The story is tremendous, creepy. A British woman has been sentenced to seven years in prison for especially cruel and inexplicable child abuse: she kept her daughter locked in a drawer for three years, since the baby was born. «I was stunned by what I saw and was very surprised to see a baby looking at me sitting in a drawer of the couch. “He was staring at me and rocking back and forth,” the social worker who intervened in the rescue testified in court. “It was an overwhelming horror to think that I was probably the only face the girl had ever seen apart from her mother.”

The chronicles have said that, when she was found, the girl “could not crawl, walk, speak or make any communicative sound”. The italics are mine. He looked more like an animal than a human being, a small being animalized by his inhuman mother.

He could not “speak or make any communicative sound”… It is language that makes us human, what gives us the human condition, what makes us a chosen species, what has unfolded civilization. Without language, homo sapiens would have stayed in a homo with another more modest surname that would have placed him in an irrelevant place in Linnaeus’ taxonomy.

We all carry within us at birth the so-called “human faculty of language”, a kind of software innate, natural, of language, of that complex and structured system that allows us to communicate. The extreme isolation in which the British baby lived made the activation and deployment of this faculty difficult to the point of practically blocking it.

There are several documented cases of babies who did not speak after having lived without contact with other humans. The case of Victor, a boy of about 12 years old, found by hunters at the end of the 18th century in the forests of Aveyron, near Toulouse, in the southeast of France, is well known and much studied. François Truffaut made a memorable film about his story, The sauvage child. Another real case, that of a child raised by wolves and found at the end of the 19th century in Uttar Pradesh, northern India, inspired The jungle bookby Rudyard Kipling.

Nature imitates art, and sometimes art imitates nature. Two years ago, fans of our classical theater were surprised by the adaptation of life is dreamby Calderón, made for the National Dramatic Center by the British stage director Declan Donnellan. Almost at the beginning of the performance, in the first of Segismundo’s two famous soliloquies, the actor, Alfredo Noval, stuttered!

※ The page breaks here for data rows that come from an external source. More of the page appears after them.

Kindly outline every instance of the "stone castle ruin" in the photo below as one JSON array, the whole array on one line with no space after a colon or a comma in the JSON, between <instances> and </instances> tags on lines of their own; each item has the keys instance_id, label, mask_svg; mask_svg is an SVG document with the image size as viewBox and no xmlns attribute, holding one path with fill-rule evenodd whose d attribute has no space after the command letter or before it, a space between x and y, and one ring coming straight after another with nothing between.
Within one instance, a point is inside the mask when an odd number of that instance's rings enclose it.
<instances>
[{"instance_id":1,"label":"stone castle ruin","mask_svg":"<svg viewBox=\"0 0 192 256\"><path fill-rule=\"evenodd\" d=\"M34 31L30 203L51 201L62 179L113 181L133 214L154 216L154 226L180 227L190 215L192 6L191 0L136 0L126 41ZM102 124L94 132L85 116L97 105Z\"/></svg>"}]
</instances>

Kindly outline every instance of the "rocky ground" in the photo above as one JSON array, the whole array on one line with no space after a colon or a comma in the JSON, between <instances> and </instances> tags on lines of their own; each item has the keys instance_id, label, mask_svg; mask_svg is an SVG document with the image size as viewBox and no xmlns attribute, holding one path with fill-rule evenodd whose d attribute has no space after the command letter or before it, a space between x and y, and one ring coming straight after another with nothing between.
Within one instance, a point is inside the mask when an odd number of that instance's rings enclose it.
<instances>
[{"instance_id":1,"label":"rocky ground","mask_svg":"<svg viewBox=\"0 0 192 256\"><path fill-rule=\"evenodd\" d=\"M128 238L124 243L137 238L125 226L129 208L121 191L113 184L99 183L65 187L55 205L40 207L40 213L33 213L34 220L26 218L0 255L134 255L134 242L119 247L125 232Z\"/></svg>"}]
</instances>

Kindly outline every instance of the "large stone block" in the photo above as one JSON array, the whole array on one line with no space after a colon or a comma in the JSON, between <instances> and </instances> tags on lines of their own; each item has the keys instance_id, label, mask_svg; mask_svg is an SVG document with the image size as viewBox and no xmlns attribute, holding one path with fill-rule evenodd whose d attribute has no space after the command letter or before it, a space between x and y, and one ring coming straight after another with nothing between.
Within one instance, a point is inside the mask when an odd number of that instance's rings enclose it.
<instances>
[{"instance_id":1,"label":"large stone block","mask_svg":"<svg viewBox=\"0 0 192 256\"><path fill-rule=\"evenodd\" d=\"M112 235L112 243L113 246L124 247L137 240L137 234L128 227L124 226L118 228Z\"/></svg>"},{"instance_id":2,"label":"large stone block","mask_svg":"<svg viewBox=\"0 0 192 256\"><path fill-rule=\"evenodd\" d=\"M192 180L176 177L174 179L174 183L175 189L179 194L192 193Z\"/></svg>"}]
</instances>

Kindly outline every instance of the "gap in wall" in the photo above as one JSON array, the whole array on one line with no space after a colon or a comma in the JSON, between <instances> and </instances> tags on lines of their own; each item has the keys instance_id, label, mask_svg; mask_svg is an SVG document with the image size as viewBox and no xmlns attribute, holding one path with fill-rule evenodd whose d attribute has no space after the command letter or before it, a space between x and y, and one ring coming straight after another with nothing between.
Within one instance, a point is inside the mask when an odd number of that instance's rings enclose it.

He stammered so much that he could barely understand “hurry up, dear, I pretend, / since you treat me like this, / what crime I committed / against you when I was born.” A glaring mistake? No, a conscious and brave decision by the director and the actor: Sigismund had been locked in a cave for many years by order of his father, King Basil, and he barely had contact with other human beings, so it was impossible for him to be skilled in the use of the language. As the plot and function advanced, Segismundo’s diction improved, and at the end of the second act, Noval could perfectly understand the second soliloquy, that of “What is life? A frenzy. / What is life? An illusion, / a shadow, a fiction, / and the greatest good is small; / that all life is a dream, / and dreams are dreams.”

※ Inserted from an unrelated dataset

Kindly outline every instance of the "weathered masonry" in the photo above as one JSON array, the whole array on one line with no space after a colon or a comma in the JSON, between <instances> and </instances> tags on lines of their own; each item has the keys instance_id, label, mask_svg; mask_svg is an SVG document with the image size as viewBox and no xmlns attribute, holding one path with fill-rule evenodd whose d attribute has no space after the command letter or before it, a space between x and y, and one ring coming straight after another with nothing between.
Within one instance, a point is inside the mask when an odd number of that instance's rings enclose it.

The name of the British mother at the beginning of this article has not been made public, due to a court decision. I have not found any recent information about the girl in the chronicles. The arrest of the mother and the rescue of the little girl occurred in February 2023. It is very likely that in these almost two years the girl has acquired language normally, and speaks and communicates exactly the same as other children her age. , now about five years. And the memory? What will you remember, and from when? Or is memory also a part of human language?